Rozległo się pukanie do drzwi.
   - Cześć, Mała – usłyszałam wesoły głos Adama. „Jeszcze jeden?” jęknęłam w duchu, słysząc to popularne ostatnio określenie. „Wcale nie jestem taka mała...” Miałam wrażenie, że moje drugie ja o mało się nie udusiło ze śmiechu na te moje mądrości. – Jesteście gotowi?


   - Masz szczęście, że cię kocham – westchnął Louis, gdy zatrzymaliśmy się na parkingu przed McDonald's.
   - Wiem o tym... – ścisnęłam jego dłoń. – Ja też cię kocham... – kolejny raz głośno odezwał się mój żołądek. Usłyszałam śmiech Adama. „No teraz to przebiłam nawet Nialla...” – Słyszysz? – wskazałam na mój brzuch.

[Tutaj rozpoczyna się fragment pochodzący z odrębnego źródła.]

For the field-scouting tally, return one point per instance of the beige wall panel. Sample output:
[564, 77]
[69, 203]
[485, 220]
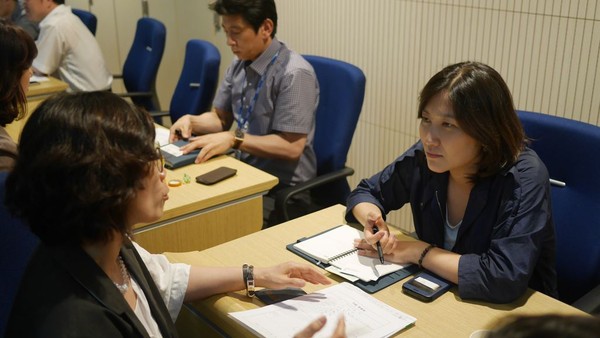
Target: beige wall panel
[547, 51]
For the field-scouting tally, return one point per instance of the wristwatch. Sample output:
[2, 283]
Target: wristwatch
[248, 275]
[239, 138]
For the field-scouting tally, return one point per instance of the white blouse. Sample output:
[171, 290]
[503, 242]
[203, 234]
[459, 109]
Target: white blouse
[171, 279]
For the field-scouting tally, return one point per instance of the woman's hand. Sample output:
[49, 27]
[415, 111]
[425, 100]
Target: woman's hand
[388, 242]
[290, 274]
[181, 129]
[318, 324]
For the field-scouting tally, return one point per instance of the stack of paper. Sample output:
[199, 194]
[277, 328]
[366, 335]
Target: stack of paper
[365, 315]
[336, 247]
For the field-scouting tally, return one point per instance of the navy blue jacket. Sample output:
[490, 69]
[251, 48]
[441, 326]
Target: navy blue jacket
[506, 238]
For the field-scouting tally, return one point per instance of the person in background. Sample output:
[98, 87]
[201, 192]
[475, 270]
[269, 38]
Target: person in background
[271, 94]
[88, 170]
[17, 51]
[480, 198]
[546, 326]
[67, 49]
[11, 10]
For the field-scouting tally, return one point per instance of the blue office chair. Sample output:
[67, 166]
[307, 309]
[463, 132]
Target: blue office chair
[342, 91]
[142, 62]
[17, 244]
[88, 19]
[571, 151]
[198, 80]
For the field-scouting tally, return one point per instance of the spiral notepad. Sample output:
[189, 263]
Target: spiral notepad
[336, 247]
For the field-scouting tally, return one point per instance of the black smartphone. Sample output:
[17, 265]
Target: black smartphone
[426, 286]
[271, 296]
[215, 176]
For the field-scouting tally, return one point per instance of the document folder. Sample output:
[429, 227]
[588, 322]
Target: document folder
[371, 286]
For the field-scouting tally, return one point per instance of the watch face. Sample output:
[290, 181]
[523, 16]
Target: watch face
[239, 133]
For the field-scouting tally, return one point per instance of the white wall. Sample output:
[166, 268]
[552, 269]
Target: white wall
[547, 51]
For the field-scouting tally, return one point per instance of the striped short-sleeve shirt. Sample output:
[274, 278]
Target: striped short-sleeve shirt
[287, 102]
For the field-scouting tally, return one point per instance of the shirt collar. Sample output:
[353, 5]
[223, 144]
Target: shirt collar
[261, 64]
[57, 11]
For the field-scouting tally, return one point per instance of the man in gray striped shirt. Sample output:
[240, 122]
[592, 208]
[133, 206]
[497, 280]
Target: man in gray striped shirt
[270, 93]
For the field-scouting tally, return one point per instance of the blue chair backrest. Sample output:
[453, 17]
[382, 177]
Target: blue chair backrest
[342, 91]
[141, 66]
[17, 244]
[198, 80]
[571, 151]
[88, 19]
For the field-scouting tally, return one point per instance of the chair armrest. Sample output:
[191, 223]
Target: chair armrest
[590, 302]
[159, 113]
[283, 196]
[135, 94]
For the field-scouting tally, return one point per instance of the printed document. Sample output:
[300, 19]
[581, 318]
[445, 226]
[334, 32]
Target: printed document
[365, 315]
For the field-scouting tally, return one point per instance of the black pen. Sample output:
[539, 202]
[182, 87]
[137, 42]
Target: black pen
[379, 249]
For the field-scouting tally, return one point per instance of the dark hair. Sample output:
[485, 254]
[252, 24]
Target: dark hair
[255, 12]
[484, 109]
[550, 325]
[82, 159]
[17, 51]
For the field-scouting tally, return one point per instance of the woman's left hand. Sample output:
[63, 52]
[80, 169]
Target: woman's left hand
[289, 274]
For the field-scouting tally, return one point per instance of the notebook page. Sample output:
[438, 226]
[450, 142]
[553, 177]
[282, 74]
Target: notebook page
[329, 244]
[366, 268]
[365, 315]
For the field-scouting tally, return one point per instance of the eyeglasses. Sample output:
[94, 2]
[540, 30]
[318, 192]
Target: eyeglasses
[160, 163]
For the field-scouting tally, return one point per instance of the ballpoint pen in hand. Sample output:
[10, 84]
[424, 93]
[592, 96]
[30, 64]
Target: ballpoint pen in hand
[379, 249]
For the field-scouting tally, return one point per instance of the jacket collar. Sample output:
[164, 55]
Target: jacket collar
[92, 278]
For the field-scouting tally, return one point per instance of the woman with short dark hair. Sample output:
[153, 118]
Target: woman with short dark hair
[480, 199]
[17, 51]
[87, 172]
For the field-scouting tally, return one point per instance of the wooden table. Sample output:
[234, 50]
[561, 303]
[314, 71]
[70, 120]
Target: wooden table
[447, 316]
[37, 93]
[198, 216]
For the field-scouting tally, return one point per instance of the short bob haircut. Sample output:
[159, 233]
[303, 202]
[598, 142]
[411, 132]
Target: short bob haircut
[255, 12]
[82, 159]
[17, 51]
[484, 109]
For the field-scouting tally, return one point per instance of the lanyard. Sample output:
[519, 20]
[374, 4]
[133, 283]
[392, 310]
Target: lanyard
[244, 116]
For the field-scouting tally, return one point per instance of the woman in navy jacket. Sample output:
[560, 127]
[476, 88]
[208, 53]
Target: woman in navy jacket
[479, 197]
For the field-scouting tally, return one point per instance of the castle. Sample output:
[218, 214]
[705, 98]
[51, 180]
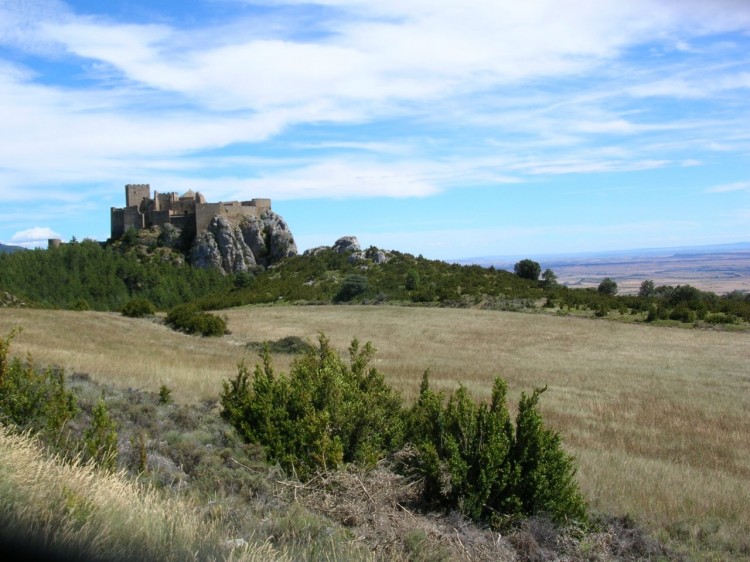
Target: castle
[186, 211]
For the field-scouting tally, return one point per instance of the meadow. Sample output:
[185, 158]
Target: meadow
[656, 417]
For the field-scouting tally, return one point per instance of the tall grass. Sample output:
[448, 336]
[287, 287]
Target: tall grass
[73, 509]
[657, 417]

   - Ciężko nie usłyszeć – parsknął rozbawiony ochroniarz. – Zaczynam wierzyć, że jednak macie jakieś wspólne geny z pewnym Irlandczykiem...
   - Wciąż twierdzę, że powinnaś zostać w samochodzie... – westchnął Louis, wysiadając. Powiew świeżego powietrza owionął moją twarz. Odetchnęłam głęboko. Poczułam silne palce splatające się z moimi i po chwili kroczyłam zadowolona przez skąpany w deszczu parking. „Cudowne uczucie, po tych dniach w spędzonych w szpitalnym łóżku...” – Całe szczęście, że jest w miarę pusto – usłyszałam po chwili. „Zdecydowanie za dużo się martwi...” – To idę po te twoje upragnione frytki...
   Usiedliśmy z Adamem przy jednym z wolnych stolików i grzecznie czekaliśmy na nasze pyszności. Rzeczywiście lokal wydawał się prawie pusty. Gdy ostatnim razem byłam w McDonald’s było tak głośno, że ledwie słyszałam swoje myśli, a teraz mogłam usłyszeć głos Louisa, składającego całkiem niemałe zamówienie. Uśmiechnęłam się rozmarzona...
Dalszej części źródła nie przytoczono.